Пусть эти слова лежат у нас в ящичке, под стеклом. А вынув их оттуда, будем обращаться с ними бережно. Мужчины говорят «я тебя люблю», дабы залучить женщин в постель, женщины говорят «я тебя люблю», дабы женить на себе мужчин; и те, и другие говорят «я тебя люблю», дабы держать страх на привязи, дабы обрести ложную уверенность, дабы убедить себя в том, что благословенное состояние достигнуто, дабы не замечать того, что все уже позади. Не нужно использовать эти слова в таких целях. Я тебя люблю не должно звучать слишком часто, становиться ходкой монетой, пущенной в оборот ценной бумагой, служить для нас источником прибыли. Конечно, вы можете принудить эту послушную фразу играть вам на руку. Но лучше приберегите ее для того, чтобы прошептать в шею, с которой только что были убраны несуществующие волосы.

Сейчас мы далеко друг от друга; наверное, вы догадались. Трансатлантический телефон передразнивает меня своим эхом, точно хочет сказать: слыхали, мол. «Я тебя люблю» — и прежде чем она успевает ответить, мой металлический двойник повторяет: «Я тебя люблю». Это малоприятно; тиражируясь, произнесенная мною фраза превращается в общее достояние. Пробую еще раз, с тем же успехом. I love you, I love you — выходит какая-то популярная песенка из тех, что с месяц держатся на пике моды, а затем сдаются в репертуар клубных турне, где коренастые рок-певцы с сальными волосами и томлением в голосе пытаются с их помощью раздеть вольготно расположившихся в первых рядах девиц. I love you, I love you — а ведущая гитара хихикает, и в открытом рту барабанщика лежит влажный язык.

К любви, к ее словарю и жестам нужно относиться бережно. Если ей суждено спасти нас, мы должны смотреть на нее так же честно, как хорошо бы научиться смотреть на смерть. Следует ли преподавать любовь в школе? Первый триместр: дружба; второй триместр: нежность; третий триместр: страсть. Почему бы и нет? Наших детей учат готовить, и чинить машины, и трахаться так, чтобы не залететь; и мы полагаем, что дети умеют все это гораздо лучше, чем в свое время умели мы, но какой им прок от всего этого, если они не умеют любить? Считается, что тут они и без нас как-нибудь разберутся. Природа, мол, возьмет свое; она будет служить им автопилотом. Однако Природа, на которую мы привыкли сваливать ответственность за все, чего не понимаем сами, не слишком надежно работает в автоматическом режиме. Доверчивые девицы, мобилизованные в армию замужних женщин, по выключении света обнаруживают, что Природа знает ответы отнюдь не на все вопросы.
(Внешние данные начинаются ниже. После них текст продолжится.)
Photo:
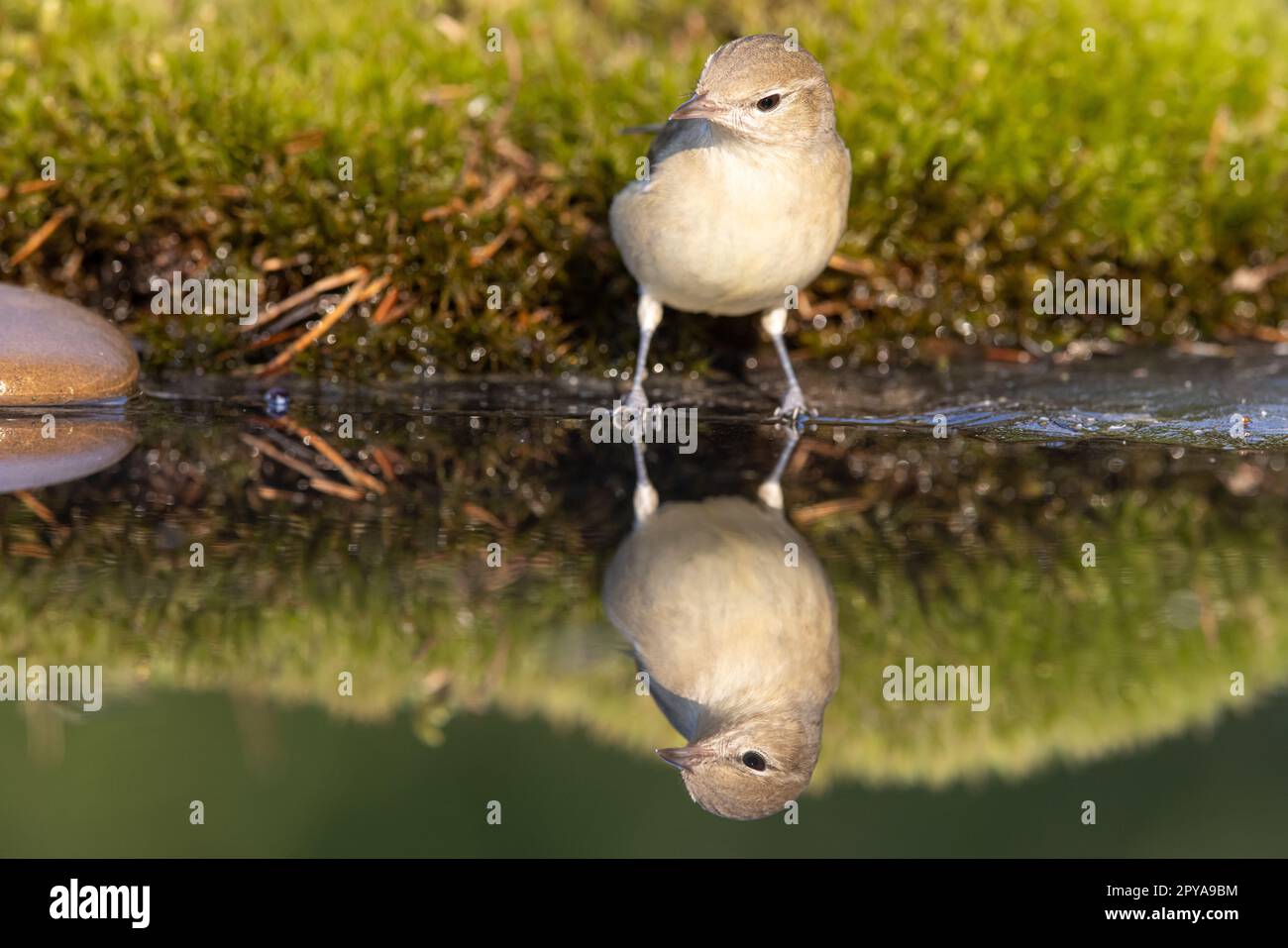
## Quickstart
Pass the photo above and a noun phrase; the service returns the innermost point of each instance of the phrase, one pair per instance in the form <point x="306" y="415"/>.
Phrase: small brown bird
<point x="732" y="617"/>
<point x="745" y="198"/>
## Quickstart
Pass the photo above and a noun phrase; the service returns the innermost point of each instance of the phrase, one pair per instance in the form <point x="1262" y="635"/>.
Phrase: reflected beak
<point x="684" y="758"/>
<point x="698" y="107"/>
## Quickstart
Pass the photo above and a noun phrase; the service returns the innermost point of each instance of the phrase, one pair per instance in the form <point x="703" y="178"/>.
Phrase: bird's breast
<point x="721" y="231"/>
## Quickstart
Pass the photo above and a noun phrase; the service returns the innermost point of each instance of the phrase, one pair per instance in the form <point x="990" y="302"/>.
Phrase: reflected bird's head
<point x="750" y="769"/>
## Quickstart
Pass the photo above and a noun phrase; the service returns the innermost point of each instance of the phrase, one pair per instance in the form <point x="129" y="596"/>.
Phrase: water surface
<point x="478" y="682"/>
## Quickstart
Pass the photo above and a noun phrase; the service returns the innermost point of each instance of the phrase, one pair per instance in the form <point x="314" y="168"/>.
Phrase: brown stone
<point x="54" y="352"/>
<point x="78" y="447"/>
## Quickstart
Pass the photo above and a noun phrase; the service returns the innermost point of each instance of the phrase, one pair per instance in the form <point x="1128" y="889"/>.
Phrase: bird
<point x="745" y="198"/>
<point x="732" y="618"/>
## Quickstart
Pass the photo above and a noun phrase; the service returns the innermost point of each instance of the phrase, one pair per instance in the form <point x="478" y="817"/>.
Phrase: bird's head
<point x="764" y="89"/>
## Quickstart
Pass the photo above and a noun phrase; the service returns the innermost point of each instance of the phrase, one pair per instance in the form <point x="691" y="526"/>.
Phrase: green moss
<point x="215" y="161"/>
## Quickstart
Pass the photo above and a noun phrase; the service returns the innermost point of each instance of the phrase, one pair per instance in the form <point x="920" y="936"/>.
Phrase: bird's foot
<point x="634" y="414"/>
<point x="794" y="407"/>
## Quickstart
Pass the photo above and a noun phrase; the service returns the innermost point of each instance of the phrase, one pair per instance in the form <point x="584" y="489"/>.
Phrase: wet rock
<point x="44" y="450"/>
<point x="54" y="352"/>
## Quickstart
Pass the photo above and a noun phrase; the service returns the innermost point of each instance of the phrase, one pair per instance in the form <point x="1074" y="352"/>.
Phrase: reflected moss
<point x="957" y="552"/>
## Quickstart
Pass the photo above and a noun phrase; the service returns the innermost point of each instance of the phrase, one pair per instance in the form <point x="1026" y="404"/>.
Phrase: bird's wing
<point x="669" y="141"/>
Доверчивым девицам говорили, что любовь — земля обетованная, ковчег, на котором дружная чета спасется от Потопа. Может, она и ковчег, но на этом ковчеге процветает антропофагия; а командует им сумасшедший старик, который чуть что пускает в ход посох из дерева гофер и может в любой момент вышвырнуть тебя за борт.

Давайте начнем сначала. Любовь делает вас счастливым? Нет. Любовь делает счастливой ту, кого вы любите? Нет. Благодаря любви все в жизни идет как надо? Разумеется, нет. Когда-то я, конечно, во все это верил. А кто же не верил (и у кого эта вера до сих пор не лежит где-нибудь в трюме души)? Об этом пишут книги, снимают фильмы; это закат тысячи историй. Если любовь не решает всех проблем, тогда зачем же она? Разве мы не можем быть уверены — ведь нам так этого хочется, — что любовь, стоит только найти ее, облегчит наши ежедневные муки, станет для нас чем-то вроде дармового анальгетика?